The Heritage Foundation published Project 2025 and summed up the DEI collapse as more profound and significant than we could imagine. They say it’s “the policy equivalent of the Romans salting the Carthaginian fields after reducing their Mediterranean city-state enemy to ruins.”
The Department of Education issued a letter on February 13, claiming that educational institutions have toxically indoctrinated students with the false premise that the United States is built upon “systemic and structural racism” and advanced discriminatory policies and practices. This, despite the systemic and structural racism that kept Black children out of white schools up until 1954.
Anti-DEI Activists Openly Discuss Their Next Targets
Meanwhile, DEI rollback activists on “X” are retweeting warnings that DEI isn’t just corporate training; it’s civil rights. They seem especially focused on restoring America's tradition to how it was before The Civil Rights Act of 1964.
As they celebrate the latest corporation to reject inclusion and belonging, they feel increasingly reassured about destroying women’s suffrage next. (The SAVE Act would affect married women's right to vote.)
These X influencers got corporations and executives to open the door, and now we need to know if all of their intentions are being discussed at the table.
Why We Must Clarify Corporate Intentions
Beyond these DEI rollbacks, do our nation’s stores and brands support reversing civil rights to 1963 or earlier? What about the calls to end women’s suffrage and ship anyone on antidepressants to wellness "work farms?" Are these CEO's aligned with all 1,000 pages of Project 2025?
Is this what consumers want? Most people (70%) didn’t know about Project 2025 until it was too late, or they were told it was a hoax. Data shows that 88% of Americans, including MAGA and non-MAGA Republicans, do not support Project 2025. People don’t like the implications on their rights and freedoms. New polling also shows souring Trump approval ratings and dwindling support for his extreme policies.
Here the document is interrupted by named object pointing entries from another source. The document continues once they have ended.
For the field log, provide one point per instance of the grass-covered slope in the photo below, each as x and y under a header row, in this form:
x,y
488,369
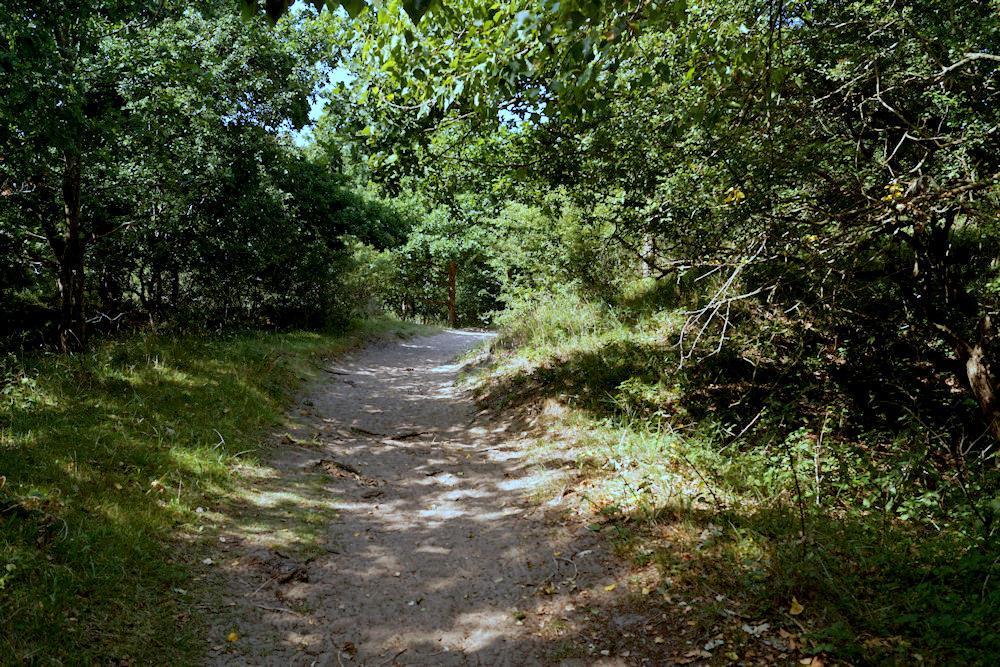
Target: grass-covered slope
x,y
105,458
765,490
The Heritage Foundation's marketing strategy convinced Americans that DEI’s collapse was the ticket. Efforts to encourage belonging and inclusion were pegged as the root of education problems, missed opportunities, and national tragedies.
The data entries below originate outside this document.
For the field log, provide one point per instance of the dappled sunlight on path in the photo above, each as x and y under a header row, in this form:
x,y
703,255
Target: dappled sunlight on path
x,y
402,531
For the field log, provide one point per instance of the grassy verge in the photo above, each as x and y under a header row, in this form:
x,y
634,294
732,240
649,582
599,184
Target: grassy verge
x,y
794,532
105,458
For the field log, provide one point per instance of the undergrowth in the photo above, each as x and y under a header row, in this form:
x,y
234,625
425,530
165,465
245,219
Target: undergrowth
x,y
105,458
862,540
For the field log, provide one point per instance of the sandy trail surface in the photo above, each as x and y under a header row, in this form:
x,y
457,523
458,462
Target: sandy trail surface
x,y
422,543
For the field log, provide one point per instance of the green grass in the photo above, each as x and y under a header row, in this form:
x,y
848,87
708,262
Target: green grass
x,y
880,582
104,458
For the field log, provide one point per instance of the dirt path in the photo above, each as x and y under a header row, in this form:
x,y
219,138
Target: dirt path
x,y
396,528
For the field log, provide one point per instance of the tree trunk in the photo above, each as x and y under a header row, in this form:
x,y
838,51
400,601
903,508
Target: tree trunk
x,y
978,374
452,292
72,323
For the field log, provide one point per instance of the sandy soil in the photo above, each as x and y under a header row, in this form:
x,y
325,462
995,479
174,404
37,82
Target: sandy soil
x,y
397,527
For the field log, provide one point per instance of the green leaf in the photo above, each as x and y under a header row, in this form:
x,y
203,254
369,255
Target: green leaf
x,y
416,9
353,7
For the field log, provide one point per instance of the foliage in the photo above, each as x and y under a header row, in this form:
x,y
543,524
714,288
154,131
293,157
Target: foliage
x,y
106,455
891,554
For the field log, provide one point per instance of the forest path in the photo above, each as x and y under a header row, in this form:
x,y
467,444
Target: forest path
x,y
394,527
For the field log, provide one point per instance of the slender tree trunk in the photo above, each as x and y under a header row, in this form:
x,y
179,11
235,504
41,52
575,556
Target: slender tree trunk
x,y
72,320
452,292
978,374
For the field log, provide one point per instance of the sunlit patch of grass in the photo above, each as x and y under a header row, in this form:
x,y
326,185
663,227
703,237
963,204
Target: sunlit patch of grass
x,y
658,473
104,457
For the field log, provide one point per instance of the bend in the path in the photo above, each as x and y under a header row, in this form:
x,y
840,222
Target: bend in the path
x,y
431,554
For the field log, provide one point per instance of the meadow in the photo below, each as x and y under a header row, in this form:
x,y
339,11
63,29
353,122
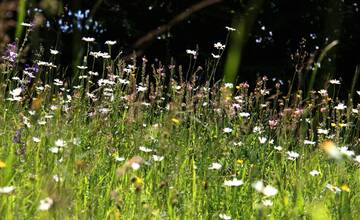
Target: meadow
x,y
128,143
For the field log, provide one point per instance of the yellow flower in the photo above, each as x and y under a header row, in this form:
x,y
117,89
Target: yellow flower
x,y
330,148
2,164
239,161
176,121
345,188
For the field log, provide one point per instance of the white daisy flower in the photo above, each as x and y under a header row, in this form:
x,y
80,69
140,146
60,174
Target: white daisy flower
x,y
233,182
269,191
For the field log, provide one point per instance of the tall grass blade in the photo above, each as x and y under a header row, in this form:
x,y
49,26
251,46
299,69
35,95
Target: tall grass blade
x,y
243,25
20,18
323,54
Christopher Rufo promoted years of microcrises with Critical Race Theory, DEI, and LGBTQ threats. Digital media teams crafted attention-grabbing memes to stir outrage on social feeds and normalize their narratives. Apps—specifically Urban Legend—with connections to The Heritage Foundation, paid individuals up to $6,000 per video to share sensational talking points.
Project 2025 is here whether we like it or not. Consumers are now experiencing DOGE job cuts, DEI bans, discrimination, and the loss of freedoms that will cost them their incomes, childcare, transportation, and ability to purchase anywhere.
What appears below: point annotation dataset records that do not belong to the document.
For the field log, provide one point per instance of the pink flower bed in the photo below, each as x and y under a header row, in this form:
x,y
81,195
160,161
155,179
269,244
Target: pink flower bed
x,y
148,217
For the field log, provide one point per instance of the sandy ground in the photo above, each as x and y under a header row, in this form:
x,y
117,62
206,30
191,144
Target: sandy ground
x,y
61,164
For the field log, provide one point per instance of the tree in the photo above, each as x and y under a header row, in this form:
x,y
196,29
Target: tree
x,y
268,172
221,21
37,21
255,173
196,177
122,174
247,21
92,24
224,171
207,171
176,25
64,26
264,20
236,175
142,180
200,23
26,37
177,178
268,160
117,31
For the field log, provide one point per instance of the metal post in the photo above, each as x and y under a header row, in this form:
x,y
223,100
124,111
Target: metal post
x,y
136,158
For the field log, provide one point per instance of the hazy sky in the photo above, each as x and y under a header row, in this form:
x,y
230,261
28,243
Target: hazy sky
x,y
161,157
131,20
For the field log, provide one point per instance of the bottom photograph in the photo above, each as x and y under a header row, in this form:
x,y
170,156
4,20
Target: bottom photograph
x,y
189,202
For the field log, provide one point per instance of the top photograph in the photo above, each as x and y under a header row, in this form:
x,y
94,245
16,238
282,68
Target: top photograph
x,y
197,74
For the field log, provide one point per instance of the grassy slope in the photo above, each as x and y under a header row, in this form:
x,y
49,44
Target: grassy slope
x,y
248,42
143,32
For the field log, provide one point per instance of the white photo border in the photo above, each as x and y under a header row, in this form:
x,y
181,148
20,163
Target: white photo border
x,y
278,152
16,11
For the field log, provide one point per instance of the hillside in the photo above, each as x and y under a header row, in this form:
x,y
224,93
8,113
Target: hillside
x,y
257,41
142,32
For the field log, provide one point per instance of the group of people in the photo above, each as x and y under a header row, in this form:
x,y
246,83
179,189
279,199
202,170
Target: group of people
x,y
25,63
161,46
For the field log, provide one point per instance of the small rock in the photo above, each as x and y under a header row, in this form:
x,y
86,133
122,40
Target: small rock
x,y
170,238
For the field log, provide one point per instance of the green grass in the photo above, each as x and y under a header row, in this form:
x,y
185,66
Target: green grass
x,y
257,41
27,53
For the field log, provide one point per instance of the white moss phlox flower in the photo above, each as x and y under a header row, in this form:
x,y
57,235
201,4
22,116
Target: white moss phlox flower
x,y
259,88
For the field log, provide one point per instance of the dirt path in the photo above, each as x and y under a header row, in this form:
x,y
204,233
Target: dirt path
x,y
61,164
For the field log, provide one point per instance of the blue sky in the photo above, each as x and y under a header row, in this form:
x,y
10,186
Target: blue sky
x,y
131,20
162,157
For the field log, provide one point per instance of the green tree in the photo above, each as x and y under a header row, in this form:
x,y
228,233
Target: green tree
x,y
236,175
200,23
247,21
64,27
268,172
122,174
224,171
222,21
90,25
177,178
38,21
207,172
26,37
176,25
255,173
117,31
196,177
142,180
DEI initiatives helped millions of people feel seen and heard by creating space to discuss the influence of our differences and how to bridge gaps. But the moves by a few companies jumping in to say,“Let's roll back!" are catapulting people with differences like race, ethnicity, sex, age, religion, veteran status, or disability several generations backward.
That’s a hefty price for consumers to pay while wealthy executives cross their fingers for stronger profit margins.